Kläger und Berufungskläger

Prozessbevollmächtigte: DIEKMANN Rechtsanwälte, Ballindamm 35, 20095 Hamburg

gegen

Condor Flugdienst GmbH, gesetzlich vertreten durch die Geschäftsführer Ralf Teckentrup und Christoph Debus, Am Grünen Weg 1-3, 65451 Kelsterbach

Beklagte und Berufungsbeklagte

Prozessbevollmächtigte: Rechtsanwälte T & M Anwaltssozietät, An den Drei Hasen 31, 61440 Oberursel


hat die 7. Zivilkammer des Landgerichts Darmstadt  durch den Vorsitzenden Richter am Landgericht Wellenreuther, die Richterin am Landgericht Pfannenschmidt und den Richter am Landgericht Jahn aufgrund der mündlichen Verhandlung vom 08.09.2010 für Recht erkannt:


Auf die Berufung des Klägers wird das Urteil des Amtsgerichts Rüsselsheim vom 09.01.2009, Az: 3 C 1269/08, abgeändert.

Die Beklagte wird verurteilt, an den Kläger weitere 1.066,26 € nebst Zinsen in Höhe von 5 Prozentpunkten über dem Basiszinssatz seit dem 27.09.2008 zu zahlen.

Im Übrigen wird die Klage abgewiesen.

Die weitergehende Berufung wird zurückgewiesen.

Die Kosten des gesamten Rechtsstreits hat die Beklagte zu tragen.

Das Urteil ist vorläufig vollstreckbar.

Der Beklagten bleibt nachgelassen, die Vollstreckung durch Sicherheitsleistung in Höhe von 120 % des jeweils zu vollstreckenden Betrages abzuwenden, sofern nicht der Kläger vor der Vollstreckung Sicherheit in gleicher Höhe leistet.

Der Gegenstandswert für die erste Instanz wird auf 1.126,64 Euro und für das Berufungsverfahren auf 1.107,11 Euro festgesetzt.

Die Revision wird zugelassen.


G R Ü N D E

Der Kläger verlangt aus eigenem Recht und aufgrund der Abtretung durch seine Ehefrau von der beklagten Fluggesellschaft eine Ausgleichszahlung von je 600,00 Euro pro Person, insgesamt also 1.200,00 Euro nach Art. 7 VO (EG) 261/2004, weil der von ihm und seiner Ehefrau gebuchte Flug von Halifax nach Frankfurt am Main am 31.08.2008 nicht um 18.05 Uhr erfolgte, sondern am 01.09.2008 um 11.00 Uhr.
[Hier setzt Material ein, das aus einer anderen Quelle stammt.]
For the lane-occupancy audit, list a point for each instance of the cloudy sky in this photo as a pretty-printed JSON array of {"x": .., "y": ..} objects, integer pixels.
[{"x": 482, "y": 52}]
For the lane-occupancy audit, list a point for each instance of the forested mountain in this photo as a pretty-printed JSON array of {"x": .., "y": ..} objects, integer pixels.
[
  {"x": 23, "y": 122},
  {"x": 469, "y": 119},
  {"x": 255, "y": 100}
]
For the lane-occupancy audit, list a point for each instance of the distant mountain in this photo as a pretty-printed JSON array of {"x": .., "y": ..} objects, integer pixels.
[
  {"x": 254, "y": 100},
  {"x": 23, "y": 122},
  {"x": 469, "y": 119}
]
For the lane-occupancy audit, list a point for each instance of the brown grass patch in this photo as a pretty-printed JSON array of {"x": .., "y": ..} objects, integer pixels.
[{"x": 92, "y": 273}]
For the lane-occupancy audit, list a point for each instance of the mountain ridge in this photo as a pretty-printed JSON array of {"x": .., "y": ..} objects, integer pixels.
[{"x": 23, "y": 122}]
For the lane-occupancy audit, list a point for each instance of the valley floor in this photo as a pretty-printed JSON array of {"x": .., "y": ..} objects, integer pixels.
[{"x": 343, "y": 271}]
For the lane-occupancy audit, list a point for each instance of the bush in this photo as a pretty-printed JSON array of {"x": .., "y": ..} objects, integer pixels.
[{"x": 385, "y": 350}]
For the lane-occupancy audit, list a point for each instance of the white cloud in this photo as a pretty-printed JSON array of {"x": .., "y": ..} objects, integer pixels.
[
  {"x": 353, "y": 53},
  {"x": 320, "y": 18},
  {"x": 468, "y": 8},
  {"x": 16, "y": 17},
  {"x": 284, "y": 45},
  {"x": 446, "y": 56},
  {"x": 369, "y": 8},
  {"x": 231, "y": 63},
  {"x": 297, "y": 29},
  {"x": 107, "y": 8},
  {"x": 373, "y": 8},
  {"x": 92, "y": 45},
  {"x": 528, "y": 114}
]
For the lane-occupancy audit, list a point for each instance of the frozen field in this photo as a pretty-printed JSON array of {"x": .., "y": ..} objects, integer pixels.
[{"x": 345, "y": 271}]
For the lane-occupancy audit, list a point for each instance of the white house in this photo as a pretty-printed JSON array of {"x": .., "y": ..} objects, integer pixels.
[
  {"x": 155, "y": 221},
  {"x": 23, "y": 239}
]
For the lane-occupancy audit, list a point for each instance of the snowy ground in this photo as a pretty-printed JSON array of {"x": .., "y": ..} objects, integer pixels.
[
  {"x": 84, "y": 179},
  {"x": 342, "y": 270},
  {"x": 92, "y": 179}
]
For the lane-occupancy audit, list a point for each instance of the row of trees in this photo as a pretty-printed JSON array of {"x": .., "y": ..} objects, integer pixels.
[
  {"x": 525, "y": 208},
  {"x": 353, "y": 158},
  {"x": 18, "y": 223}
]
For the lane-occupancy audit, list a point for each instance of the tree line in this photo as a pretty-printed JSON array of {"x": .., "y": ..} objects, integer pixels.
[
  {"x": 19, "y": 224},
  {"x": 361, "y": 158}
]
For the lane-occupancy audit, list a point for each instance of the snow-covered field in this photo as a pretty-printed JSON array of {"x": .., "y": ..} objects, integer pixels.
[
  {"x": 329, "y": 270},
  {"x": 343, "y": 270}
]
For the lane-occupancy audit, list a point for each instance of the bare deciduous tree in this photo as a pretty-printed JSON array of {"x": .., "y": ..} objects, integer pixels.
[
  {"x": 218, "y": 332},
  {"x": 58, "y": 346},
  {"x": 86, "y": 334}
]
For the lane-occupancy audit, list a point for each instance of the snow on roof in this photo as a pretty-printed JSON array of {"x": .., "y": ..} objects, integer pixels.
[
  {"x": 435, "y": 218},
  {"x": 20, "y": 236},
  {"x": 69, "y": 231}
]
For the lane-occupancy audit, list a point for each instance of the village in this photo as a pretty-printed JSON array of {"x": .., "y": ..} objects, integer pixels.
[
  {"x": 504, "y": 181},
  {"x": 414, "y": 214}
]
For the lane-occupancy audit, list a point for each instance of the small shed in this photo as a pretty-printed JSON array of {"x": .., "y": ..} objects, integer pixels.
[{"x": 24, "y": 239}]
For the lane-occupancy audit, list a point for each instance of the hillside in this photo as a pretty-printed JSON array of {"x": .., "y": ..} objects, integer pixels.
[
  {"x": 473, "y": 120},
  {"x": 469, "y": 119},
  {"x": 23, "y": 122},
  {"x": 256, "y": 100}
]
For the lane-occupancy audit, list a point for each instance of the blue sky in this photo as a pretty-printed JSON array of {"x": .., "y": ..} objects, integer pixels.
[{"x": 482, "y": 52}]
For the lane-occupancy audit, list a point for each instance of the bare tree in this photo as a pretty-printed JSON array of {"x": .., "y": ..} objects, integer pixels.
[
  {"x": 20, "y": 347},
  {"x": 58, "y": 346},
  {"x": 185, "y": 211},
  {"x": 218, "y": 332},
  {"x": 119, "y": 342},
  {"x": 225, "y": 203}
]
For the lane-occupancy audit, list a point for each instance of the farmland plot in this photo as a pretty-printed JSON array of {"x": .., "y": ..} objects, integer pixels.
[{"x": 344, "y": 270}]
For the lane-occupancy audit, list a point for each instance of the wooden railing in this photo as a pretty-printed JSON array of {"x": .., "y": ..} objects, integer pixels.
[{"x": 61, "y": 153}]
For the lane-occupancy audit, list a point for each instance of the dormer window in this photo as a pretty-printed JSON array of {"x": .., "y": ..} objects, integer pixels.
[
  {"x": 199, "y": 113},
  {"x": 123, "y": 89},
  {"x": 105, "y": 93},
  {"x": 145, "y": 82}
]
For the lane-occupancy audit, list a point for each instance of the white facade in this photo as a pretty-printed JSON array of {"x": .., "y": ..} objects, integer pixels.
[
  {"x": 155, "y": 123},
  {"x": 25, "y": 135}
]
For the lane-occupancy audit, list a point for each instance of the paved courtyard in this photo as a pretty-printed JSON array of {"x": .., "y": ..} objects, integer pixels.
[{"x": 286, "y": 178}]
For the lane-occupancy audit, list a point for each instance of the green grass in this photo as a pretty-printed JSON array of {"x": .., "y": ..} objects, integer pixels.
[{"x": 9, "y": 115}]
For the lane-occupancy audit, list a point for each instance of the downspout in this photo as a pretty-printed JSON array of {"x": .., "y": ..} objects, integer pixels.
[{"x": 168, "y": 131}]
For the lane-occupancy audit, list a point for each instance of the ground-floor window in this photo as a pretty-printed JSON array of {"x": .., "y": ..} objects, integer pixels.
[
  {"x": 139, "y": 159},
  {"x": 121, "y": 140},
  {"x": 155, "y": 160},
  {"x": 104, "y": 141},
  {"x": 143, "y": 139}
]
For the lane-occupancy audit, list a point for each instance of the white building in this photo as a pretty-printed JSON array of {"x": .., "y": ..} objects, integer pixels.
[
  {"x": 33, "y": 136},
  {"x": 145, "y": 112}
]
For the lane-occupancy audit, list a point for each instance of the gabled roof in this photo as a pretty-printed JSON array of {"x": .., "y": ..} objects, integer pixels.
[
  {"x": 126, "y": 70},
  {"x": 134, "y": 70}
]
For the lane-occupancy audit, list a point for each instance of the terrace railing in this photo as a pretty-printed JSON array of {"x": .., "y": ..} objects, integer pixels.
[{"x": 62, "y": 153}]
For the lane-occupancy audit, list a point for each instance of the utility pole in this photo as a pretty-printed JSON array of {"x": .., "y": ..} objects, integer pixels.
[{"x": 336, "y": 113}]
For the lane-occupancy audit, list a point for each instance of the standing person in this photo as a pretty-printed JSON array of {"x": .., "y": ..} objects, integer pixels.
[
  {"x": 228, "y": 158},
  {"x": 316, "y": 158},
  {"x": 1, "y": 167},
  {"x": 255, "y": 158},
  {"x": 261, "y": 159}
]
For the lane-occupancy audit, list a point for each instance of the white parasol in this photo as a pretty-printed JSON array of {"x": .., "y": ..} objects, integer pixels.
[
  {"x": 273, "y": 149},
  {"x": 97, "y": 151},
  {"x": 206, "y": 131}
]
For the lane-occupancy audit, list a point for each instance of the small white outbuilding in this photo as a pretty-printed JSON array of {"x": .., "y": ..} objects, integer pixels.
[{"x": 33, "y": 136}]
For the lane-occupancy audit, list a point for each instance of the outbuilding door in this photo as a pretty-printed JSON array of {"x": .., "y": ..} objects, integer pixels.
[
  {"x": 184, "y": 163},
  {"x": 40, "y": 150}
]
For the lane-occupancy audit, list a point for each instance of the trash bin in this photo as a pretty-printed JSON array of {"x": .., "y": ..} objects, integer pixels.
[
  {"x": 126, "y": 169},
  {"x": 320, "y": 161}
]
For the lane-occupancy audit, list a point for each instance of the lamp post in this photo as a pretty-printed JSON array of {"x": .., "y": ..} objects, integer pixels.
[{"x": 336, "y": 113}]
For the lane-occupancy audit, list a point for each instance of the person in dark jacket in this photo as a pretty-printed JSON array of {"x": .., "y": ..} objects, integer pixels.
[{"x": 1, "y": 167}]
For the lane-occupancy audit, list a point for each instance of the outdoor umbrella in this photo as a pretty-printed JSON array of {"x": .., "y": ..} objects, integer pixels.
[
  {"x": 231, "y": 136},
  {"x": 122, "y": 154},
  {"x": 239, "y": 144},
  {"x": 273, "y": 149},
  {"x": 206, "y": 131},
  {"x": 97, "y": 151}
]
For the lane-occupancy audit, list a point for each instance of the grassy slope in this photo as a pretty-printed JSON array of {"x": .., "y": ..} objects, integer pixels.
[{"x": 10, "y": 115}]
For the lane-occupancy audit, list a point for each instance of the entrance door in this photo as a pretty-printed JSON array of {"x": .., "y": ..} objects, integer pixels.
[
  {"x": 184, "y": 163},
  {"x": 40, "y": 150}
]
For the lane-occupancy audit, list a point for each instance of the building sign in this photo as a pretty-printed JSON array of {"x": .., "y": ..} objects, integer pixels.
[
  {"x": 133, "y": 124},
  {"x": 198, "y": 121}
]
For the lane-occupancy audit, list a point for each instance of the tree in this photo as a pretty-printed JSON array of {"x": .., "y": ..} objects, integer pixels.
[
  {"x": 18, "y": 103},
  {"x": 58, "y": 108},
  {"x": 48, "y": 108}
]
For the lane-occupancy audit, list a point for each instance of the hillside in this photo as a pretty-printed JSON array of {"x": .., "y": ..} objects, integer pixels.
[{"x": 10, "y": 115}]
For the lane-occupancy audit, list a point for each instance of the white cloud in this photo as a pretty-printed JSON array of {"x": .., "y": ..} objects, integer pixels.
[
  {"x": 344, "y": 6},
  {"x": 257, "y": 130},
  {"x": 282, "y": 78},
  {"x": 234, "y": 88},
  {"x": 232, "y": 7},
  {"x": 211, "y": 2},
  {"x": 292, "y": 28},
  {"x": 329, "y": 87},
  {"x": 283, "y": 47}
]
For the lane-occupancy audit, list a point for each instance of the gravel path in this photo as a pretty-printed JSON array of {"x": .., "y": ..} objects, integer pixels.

Ferner verlangt der Kläger den Ersatz von Hotel- und Verpflegungskosten in Halifax, Kosten für die Anmietung eines Wagens in Halifax und Verpflegungskosten bei der Rückkunft in Frankfurt am Main.
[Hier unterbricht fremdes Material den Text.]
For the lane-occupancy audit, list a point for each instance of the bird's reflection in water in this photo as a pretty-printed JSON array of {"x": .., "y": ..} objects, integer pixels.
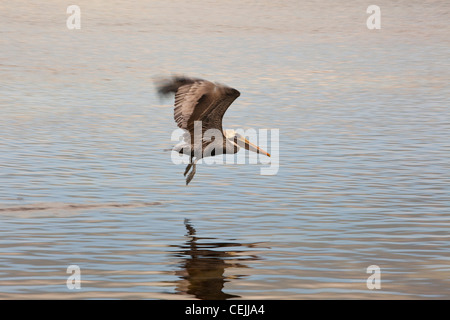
[{"x": 204, "y": 263}]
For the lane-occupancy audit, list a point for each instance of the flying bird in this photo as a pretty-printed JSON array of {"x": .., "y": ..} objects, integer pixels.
[{"x": 203, "y": 103}]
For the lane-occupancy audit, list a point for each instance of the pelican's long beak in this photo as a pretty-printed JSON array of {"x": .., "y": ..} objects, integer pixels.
[{"x": 244, "y": 143}]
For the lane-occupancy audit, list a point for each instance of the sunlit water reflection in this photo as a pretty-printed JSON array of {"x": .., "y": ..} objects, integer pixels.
[{"x": 364, "y": 151}]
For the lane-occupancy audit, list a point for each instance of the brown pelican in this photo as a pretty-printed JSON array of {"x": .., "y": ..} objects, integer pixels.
[{"x": 199, "y": 107}]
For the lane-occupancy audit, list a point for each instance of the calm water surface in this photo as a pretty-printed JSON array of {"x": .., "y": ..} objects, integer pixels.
[{"x": 363, "y": 180}]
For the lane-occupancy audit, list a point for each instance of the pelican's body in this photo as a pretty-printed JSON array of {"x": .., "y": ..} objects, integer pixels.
[{"x": 199, "y": 108}]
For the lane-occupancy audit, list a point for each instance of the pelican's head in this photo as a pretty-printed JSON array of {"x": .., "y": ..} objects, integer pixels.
[{"x": 242, "y": 142}]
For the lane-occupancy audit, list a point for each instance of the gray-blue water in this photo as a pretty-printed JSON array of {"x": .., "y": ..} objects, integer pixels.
[{"x": 363, "y": 178}]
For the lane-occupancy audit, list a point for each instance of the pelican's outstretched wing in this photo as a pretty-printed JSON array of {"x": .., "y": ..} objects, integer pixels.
[{"x": 198, "y": 100}]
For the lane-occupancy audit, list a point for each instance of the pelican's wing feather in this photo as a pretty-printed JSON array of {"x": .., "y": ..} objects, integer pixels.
[{"x": 199, "y": 100}]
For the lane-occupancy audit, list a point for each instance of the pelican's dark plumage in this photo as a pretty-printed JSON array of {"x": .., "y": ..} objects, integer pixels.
[{"x": 205, "y": 101}]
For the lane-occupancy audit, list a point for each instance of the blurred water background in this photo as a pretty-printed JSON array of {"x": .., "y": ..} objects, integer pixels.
[{"x": 364, "y": 143}]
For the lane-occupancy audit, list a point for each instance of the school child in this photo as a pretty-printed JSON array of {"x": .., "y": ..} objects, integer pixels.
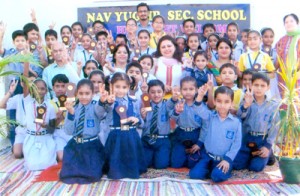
[
  {"x": 84, "y": 154},
  {"x": 211, "y": 49},
  {"x": 207, "y": 29},
  {"x": 124, "y": 150},
  {"x": 189, "y": 124},
  {"x": 220, "y": 140},
  {"x": 267, "y": 42},
  {"x": 144, "y": 40},
  {"x": 199, "y": 71},
  {"x": 147, "y": 62},
  {"x": 155, "y": 136},
  {"x": 259, "y": 61},
  {"x": 158, "y": 23},
  {"x": 181, "y": 42},
  {"x": 247, "y": 79},
  {"x": 228, "y": 73},
  {"x": 50, "y": 38},
  {"x": 188, "y": 27},
  {"x": 193, "y": 45},
  {"x": 84, "y": 55},
  {"x": 261, "y": 126},
  {"x": 89, "y": 66},
  {"x": 244, "y": 38},
  {"x": 31, "y": 31},
  {"x": 39, "y": 147},
  {"x": 232, "y": 31}
]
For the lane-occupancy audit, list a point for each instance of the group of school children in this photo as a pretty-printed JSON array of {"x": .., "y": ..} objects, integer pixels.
[{"x": 219, "y": 118}]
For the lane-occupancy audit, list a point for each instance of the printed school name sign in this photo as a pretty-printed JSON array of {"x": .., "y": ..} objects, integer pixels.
[{"x": 218, "y": 14}]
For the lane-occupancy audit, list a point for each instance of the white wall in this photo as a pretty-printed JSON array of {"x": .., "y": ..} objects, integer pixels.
[{"x": 17, "y": 12}]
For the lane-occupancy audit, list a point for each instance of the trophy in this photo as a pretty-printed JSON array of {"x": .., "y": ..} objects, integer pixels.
[
  {"x": 66, "y": 40},
  {"x": 32, "y": 46},
  {"x": 137, "y": 53},
  {"x": 122, "y": 111},
  {"x": 146, "y": 102},
  {"x": 62, "y": 99},
  {"x": 41, "y": 110},
  {"x": 71, "y": 87},
  {"x": 92, "y": 46}
]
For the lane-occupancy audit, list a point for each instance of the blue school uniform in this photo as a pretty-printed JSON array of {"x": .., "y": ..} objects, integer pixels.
[
  {"x": 124, "y": 150},
  {"x": 220, "y": 139},
  {"x": 185, "y": 135},
  {"x": 261, "y": 128},
  {"x": 84, "y": 154},
  {"x": 155, "y": 136}
]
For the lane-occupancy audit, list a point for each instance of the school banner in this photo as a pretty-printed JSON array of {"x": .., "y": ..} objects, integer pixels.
[{"x": 218, "y": 14}]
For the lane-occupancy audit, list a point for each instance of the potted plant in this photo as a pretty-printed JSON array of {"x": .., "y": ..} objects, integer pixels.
[{"x": 288, "y": 137}]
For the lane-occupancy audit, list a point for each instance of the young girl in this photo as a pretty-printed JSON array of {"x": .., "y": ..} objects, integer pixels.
[
  {"x": 259, "y": 61},
  {"x": 200, "y": 71},
  {"x": 84, "y": 154},
  {"x": 89, "y": 66},
  {"x": 146, "y": 62},
  {"x": 212, "y": 47},
  {"x": 123, "y": 147},
  {"x": 267, "y": 41},
  {"x": 224, "y": 50},
  {"x": 188, "y": 126},
  {"x": 144, "y": 39},
  {"x": 84, "y": 55},
  {"x": 220, "y": 142},
  {"x": 193, "y": 44},
  {"x": 97, "y": 77},
  {"x": 158, "y": 23}
]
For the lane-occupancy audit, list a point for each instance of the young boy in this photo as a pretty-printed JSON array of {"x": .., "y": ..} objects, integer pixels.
[
  {"x": 31, "y": 31},
  {"x": 188, "y": 27},
  {"x": 228, "y": 73},
  {"x": 258, "y": 114},
  {"x": 50, "y": 37},
  {"x": 220, "y": 138},
  {"x": 232, "y": 31},
  {"x": 207, "y": 29},
  {"x": 59, "y": 86},
  {"x": 155, "y": 136}
]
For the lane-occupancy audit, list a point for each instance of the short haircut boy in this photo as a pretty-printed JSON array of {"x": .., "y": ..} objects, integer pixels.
[
  {"x": 228, "y": 65},
  {"x": 152, "y": 83},
  {"x": 60, "y": 78},
  {"x": 261, "y": 76},
  {"x": 51, "y": 32},
  {"x": 18, "y": 33}
]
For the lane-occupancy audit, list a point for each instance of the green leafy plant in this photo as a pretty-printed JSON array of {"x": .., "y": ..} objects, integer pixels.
[{"x": 289, "y": 131}]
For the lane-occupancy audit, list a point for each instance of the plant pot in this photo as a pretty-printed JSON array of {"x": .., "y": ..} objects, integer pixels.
[{"x": 290, "y": 169}]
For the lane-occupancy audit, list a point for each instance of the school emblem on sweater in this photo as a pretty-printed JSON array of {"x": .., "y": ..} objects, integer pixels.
[{"x": 229, "y": 134}]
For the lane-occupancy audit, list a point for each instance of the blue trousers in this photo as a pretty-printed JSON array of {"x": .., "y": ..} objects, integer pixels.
[
  {"x": 206, "y": 167},
  {"x": 157, "y": 155},
  {"x": 244, "y": 158},
  {"x": 179, "y": 157}
]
Der Kläger hat deshalb beantragt, die Beklagte zur Zahlung von 1.126,64 € nebst Zinsen in Höhe von fünf Prozentpunkten über dem Basiszinssatz seit dem 27.09.2008 zu verurteilen.

Das Amtsgericht Rüsselsheim hat mit Urteil vom 09.01.2009 der Klage in Höhe von 19,53 € nebst Zinsen in Höhe von fünf Prozentpunkten über dem Basiszinssatz seit den 27.09.2008 stattgegeben, im Übrigen die Klage abgewiesen.

Dagegen hat der Kläger Berufung eingelegt und beantragt, das amtsgerichtliche Urteil ab-zuändern und die Beklagte zur Zahlung von weiteren 1.107,11 € nebst Zinsen in Höhe von fünf Prozentpunkten über dem Basiszinssatz seit dem 27.09.2008 zu verurteilen.

Die Beklagte hat beantragt, die Berufung zurückzuweisen.

Die Berufung des Klägers ist form- und fristgerecht eingelegt und auch rechtzeitig begründet worden, mithin zulässig.

In der Sache hat die Berufung auch überwiegend Erfolg.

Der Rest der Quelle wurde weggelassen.